Vu le décret n° 49-1416 du 5 octobre 1949 modifié relatif au régime de retraite des tributaires de la Caisse nationale de retraites des agents des collectivités locales ;

Vu l'avis du Conseil supérieur de la fonction hospitalière ;

Le Conseil d'Etat (section sociale) entendu,

Les personnels de direction des établissements mentionnés à l'article 2 de la loi du 9 janvier 1986 susvisée peuvent bénéficier, sur leur demande, du congé spécial prévu à l'article 89 de ladite loi s'ils sont âgés de soixante ans au moins et comptent au moins vingt-huit ans de services civils et militaires valables pour la retraite. Ces conditions d'âge et de services sont appréciées à la date de la présentation de la demande.

Le bénéfice du congé spécial n'est pas ouvert aux membres du personnel de direction placés en position de disponibilité.

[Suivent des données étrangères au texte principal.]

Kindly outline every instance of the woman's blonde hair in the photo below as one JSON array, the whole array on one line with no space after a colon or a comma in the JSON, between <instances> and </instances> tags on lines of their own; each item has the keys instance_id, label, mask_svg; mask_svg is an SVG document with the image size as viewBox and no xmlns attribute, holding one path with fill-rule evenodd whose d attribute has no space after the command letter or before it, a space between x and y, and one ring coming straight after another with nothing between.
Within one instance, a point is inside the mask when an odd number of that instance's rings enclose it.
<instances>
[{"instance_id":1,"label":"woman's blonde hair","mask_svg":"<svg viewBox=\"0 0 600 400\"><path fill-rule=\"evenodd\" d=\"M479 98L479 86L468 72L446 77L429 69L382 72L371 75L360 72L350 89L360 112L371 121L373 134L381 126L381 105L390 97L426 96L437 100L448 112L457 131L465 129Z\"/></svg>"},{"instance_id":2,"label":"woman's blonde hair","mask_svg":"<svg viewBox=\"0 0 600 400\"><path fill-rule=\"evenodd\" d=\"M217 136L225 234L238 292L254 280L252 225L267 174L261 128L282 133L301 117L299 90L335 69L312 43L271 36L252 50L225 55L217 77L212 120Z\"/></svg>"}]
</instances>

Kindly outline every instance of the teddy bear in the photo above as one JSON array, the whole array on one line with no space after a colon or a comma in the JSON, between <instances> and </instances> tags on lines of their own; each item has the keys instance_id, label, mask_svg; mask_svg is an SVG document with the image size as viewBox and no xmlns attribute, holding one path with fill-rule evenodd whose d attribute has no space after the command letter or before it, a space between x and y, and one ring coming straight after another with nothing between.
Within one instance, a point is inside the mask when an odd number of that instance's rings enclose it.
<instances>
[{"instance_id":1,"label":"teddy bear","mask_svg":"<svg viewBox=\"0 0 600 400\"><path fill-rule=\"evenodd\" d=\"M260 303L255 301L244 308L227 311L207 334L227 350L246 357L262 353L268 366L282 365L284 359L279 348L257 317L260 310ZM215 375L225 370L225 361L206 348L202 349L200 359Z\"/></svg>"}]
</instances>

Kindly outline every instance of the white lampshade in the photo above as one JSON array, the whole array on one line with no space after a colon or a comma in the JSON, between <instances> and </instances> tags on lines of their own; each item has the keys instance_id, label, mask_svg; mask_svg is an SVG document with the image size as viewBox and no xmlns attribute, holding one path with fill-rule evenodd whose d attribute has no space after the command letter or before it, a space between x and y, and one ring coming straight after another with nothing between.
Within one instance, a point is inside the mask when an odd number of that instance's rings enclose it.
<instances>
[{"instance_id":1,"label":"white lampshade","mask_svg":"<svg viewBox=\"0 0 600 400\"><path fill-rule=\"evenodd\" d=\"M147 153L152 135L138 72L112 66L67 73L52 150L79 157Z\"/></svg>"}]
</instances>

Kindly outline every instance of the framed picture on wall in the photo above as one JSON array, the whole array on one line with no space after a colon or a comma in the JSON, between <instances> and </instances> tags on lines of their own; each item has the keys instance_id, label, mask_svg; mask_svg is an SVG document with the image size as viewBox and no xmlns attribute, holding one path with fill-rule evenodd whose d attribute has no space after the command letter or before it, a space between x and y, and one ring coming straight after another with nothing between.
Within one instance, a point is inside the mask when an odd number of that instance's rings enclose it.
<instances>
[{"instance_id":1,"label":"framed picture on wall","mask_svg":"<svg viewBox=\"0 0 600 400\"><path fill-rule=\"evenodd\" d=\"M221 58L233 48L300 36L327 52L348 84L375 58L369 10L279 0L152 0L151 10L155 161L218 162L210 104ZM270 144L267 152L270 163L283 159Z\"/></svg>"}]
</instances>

Peuvent bénéficier d'un congé spécial les personnels de direction relevant du corps régi par le décret n° 2005-921 du 2 août 2005 portant statut particulier des grades et emplois des personnels de direction des établissements mentionnés aux 1° et 7° de l'article 2 de la loi n° 86-33 du 9 janvier 1986 modifiée portant dispositions statutaires relatives à la fonction publique hospitalière :

1° Occupant ou ayant occupé un des emplois fonctionnels mentionnés à l'article 1er du décret n° 2005-922 du 2 août 2005 relatif aux conditions de nomination et d'avancement dans certains emplois fonctionnels de la fonction publique hospitalière ;

2° Occupant ou ayant occupé un emploi de directeur d'un ou plusieurs établissements mentionnés aux 1° et 7° de l'article 2 de la loi du 9 janvier 1986 susvisée, de secrétaire général de syndicat interhospitalier ou de directeur de groupes d'établissements relevant de l'Assistance publique-hôpitaux de Paris, et ayant atteint le grade le plus élevé de leur statut ;

3° Occupant ou ayant occupé un emploi fonctionnel relevant des fonctions publiques de l'Etat ou territoriale ;

4° Occupant ou ayant occupé un emploi de directeur d'agence régionale de l'hospitalisation ou de directeur général d'agence régionale de santé.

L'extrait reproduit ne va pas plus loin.